If you just want to stay around Akumal, a golf cart is the way to go. However, the road is narrow, taxis drive fast, and there are lots of walkers and bikes.
Owning a golf cart in many respects is like owning a boat − lots of maintenance is required. The salt air is unforgiving. Batteries need to be replaced and they are not cheap. Vinyl seats have to be treated, and the rust just goes on and on. Then there are the topes to consider, so your cart has to have good clearance.
I interviewed my friend Joel, who has become an expert on golf carts and this is what he tells me. Routine maintenance is a must. That is done by you if you own the cart. You have to remember to charge it overnight if it’s battery operated. Joel rents one of carts to renters of his house. Here are some of his guidelines and requirements: The cart is fully charged when you receive it. Park in the same place when you leave. Always call us if there is a problem. Max capacity of 4 adults. No drivers under the age of 16. This also means a 5 year old on your lap cannot drive.

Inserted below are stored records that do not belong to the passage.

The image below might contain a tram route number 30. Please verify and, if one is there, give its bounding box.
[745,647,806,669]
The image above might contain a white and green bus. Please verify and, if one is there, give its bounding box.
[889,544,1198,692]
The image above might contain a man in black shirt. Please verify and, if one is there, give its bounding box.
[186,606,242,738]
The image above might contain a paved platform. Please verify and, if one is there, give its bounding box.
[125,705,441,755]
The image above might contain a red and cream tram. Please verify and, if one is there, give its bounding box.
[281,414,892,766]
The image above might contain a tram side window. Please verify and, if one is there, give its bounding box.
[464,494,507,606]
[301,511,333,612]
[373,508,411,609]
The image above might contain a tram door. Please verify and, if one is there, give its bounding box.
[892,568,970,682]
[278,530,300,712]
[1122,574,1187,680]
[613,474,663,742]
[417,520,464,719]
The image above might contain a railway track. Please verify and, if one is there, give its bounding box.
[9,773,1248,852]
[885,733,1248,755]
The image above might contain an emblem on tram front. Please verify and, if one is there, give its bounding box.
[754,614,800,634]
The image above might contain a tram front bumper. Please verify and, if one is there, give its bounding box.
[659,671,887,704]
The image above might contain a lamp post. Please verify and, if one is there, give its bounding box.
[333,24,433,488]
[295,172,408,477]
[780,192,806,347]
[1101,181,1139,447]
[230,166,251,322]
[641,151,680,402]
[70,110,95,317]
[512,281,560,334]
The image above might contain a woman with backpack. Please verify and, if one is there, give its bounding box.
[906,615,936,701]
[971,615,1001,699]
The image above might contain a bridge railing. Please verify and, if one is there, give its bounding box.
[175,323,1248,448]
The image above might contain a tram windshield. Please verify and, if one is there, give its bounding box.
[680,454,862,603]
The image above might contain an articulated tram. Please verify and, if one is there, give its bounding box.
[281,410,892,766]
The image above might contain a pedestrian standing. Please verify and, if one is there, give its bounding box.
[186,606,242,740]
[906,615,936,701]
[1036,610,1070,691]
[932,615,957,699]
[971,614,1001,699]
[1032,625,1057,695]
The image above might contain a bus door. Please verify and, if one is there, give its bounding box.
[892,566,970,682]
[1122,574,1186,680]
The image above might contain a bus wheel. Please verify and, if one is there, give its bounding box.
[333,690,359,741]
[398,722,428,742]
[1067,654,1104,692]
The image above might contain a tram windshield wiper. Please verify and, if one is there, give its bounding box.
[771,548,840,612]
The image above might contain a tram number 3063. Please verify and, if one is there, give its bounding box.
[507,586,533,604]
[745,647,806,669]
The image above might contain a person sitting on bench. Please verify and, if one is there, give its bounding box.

Golf carts cannot cross the bridge into the pueblo. The local police may take notice and could give you a ticket or fine.
It is a fun way to get around. Please keep in mind that if you choose a golf cart, you are sharing the road with lots of cars, vans, walkers and people on bikes. If you find a line of cars behind you, pull over so they can pass. A little common courtesy for all on the road goes a long way for a joyful ride.